1960s Home Teaching Film: Brought To You By Correlation

Here’s a video from BYU, excelling in melodrama, which tells exactly what can be accomplished by Priesthood Home Teaching: Healing the sick, reactivating the father of the sick, sucking up to quorum leaders, pleasing one’s wife, curing Jocko the Primary Demon of his ADHD, and so on.


Whoever wrote this thing was seriously messed up.  The guy sells attendance at church as an investment, “one hour for an eternity.”  John the boozy dad eventually piles a bunch of wood on Dave’s driveway; misinterpreted by the incessently sincere Dave as good old fun.  Eventually the Lord gets involved, leveraging a sledding accident into guilt, showing the Drunk fool what a terrible person he is.

Some passages of the film, be warned, somehow exceed in dullness and dread even an actual visit from the Home Teachers.


  1. Marcy says:

    That is SO bad – its FANTASTIC!!! It’s Mormon Mad Men – Weird craziness amidst that cool 60’s style.

  2. FP says:

    Wow…just wow.

    I thought you were kidding about the name “Jocko” until I watched the film; you got me again. But seriously, makes me wonder how I saw past all this (and I saw plenty of it) as a convert.

    Here we have some imagined guy, “Smooth” Dave, stepping up to cure some imagined illness in some imagined loser named John (complete with beer and hay-seed Utah accent), in a film ostensibly portraying Home Teaching – a part of priesthood correlation (which is not about “numbers,” Dave, like ward teaching, and apparently is not to be confused with the Home Teaching of today – that scriptural “duty” of all priests/elders/hp’s which IS tracked most carefully); a film produced and sold to the Priesthood Correlation Dept., no doubt, using the same MO as that of the modern church A/V Dept., for all the same reasons (and an example of the earliest uses of COB-type personas, perhaps?). “If we can just get them to come to church (on their own, that is; you know, because they ‘want to’; which of course they would be doing if they wanted to anyway), then in spite of the fact that they *appear* to be happy, they really *would* be happy.” What’s the saying about motes and beams and hypocrites? And whatever happened to the Golden Rule in all this? “Wickedness never was happiness” we tell ourselves. What a really good thing it is that god invented the Priesthood Home Teaching Program (which is what “ward teaching” was the whole time, Silly; it just took correlation to show us that). Line upon line, baby; here a little name tweak, there a little name tweak; it’s the (unchanging) “principles” that count; and with that magic, Dave is offered as the shining example of a righteous priesthood holder, just when he is needed most. Oh, and that makes him oh so hot in his wife’s eyes (and maybe in John’s wife’s eyes), too! Pay attention, young men of the church; you know you want a devoted wife like that–home teaching can offer you an eternity of one willing to butter your bread for you in the middle of the night when you’re hungry for something, and can’t seem to unwind and sleep; that, and other “eternities”–a ridiculous word only a true, polluting gentile could come up with, when used the way Dave used it–await, all for a mere half-hour investment a month!

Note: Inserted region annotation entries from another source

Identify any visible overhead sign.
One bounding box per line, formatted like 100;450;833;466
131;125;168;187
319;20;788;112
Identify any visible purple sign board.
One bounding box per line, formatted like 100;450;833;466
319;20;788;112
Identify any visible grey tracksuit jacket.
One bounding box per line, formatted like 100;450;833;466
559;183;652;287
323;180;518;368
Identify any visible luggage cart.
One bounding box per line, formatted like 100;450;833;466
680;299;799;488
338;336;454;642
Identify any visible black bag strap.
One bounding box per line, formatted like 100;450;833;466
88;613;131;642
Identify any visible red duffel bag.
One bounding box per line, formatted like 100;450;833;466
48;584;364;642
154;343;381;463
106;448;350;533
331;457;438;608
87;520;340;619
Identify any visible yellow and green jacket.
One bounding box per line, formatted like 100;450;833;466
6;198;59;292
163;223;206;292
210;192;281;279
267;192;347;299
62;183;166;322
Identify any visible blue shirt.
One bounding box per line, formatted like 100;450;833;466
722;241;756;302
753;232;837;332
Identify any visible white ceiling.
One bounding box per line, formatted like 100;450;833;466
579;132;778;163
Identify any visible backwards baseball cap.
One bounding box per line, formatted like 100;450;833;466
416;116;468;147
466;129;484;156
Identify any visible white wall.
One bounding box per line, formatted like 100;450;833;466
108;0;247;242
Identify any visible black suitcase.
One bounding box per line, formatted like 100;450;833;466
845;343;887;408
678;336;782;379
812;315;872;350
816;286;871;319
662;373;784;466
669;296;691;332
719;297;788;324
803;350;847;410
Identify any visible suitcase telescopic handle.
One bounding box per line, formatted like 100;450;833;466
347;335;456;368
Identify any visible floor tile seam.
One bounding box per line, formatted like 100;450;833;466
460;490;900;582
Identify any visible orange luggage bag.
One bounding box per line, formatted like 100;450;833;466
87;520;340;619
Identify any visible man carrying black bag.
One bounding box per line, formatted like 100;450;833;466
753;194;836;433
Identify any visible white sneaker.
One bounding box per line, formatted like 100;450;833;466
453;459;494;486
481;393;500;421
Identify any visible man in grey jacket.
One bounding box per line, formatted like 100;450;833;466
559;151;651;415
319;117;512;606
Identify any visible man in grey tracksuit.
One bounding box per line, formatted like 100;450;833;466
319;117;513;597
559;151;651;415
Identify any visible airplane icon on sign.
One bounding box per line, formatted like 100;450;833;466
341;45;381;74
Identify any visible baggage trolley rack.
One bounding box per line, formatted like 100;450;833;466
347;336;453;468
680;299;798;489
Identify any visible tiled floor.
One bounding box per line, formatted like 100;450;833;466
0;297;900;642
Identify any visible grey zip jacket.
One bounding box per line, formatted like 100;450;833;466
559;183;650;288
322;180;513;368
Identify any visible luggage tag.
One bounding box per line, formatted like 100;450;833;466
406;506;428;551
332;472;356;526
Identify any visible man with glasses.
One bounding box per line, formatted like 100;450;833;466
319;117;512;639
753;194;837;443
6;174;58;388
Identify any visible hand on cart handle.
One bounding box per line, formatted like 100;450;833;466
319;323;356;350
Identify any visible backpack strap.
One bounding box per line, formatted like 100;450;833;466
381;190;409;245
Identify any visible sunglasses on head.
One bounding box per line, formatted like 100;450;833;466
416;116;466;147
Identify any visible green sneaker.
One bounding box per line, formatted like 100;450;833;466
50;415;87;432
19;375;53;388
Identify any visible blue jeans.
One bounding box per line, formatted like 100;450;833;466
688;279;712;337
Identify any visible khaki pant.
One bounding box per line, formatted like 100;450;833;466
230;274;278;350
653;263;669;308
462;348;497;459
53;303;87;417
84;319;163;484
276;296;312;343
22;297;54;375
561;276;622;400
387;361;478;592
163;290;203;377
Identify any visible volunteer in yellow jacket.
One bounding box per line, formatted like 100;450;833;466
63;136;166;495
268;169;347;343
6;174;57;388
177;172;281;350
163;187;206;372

    The correlations will continue until Zion improves, I suppose.

    As rude as John says he had been to Dave, several times in the film I thought he was being the more charitable and long-suffering of the two; for, if I EVER saw those who supposedly loved me throwing pleading glances at my home teachers, wishing I was more “like them,” or shaking their heads in despair like that as I drove off, for whatever reason…well, I’m pretty sure I’d get a little ugly, and would maybe even leave a pile of a different sort on someone’s driveway/stoop as a result…let’s see how funny you think that is, Dave.

    But thank God for his kindness, and let us count our blessings for leaders who receive constant revelation, particularly for Uchtdorf, for having the huevos to stand up in Conference a few weeks ago to try and put an end to this kind of “Mad Men” Mormonism…I echo his simple words, “stop it!”

  3. So sickeningly sweet, I about barfed. I see where members get the idea men must have the priesthood or they would have nothing. Gotta give them some feeling of power…too bad it is all a big, fat, fake they readily buy into! And “Jack-o’s” father? Would God punish the family or boy because his father does not attend a church building made with the hands of men??? NO!!!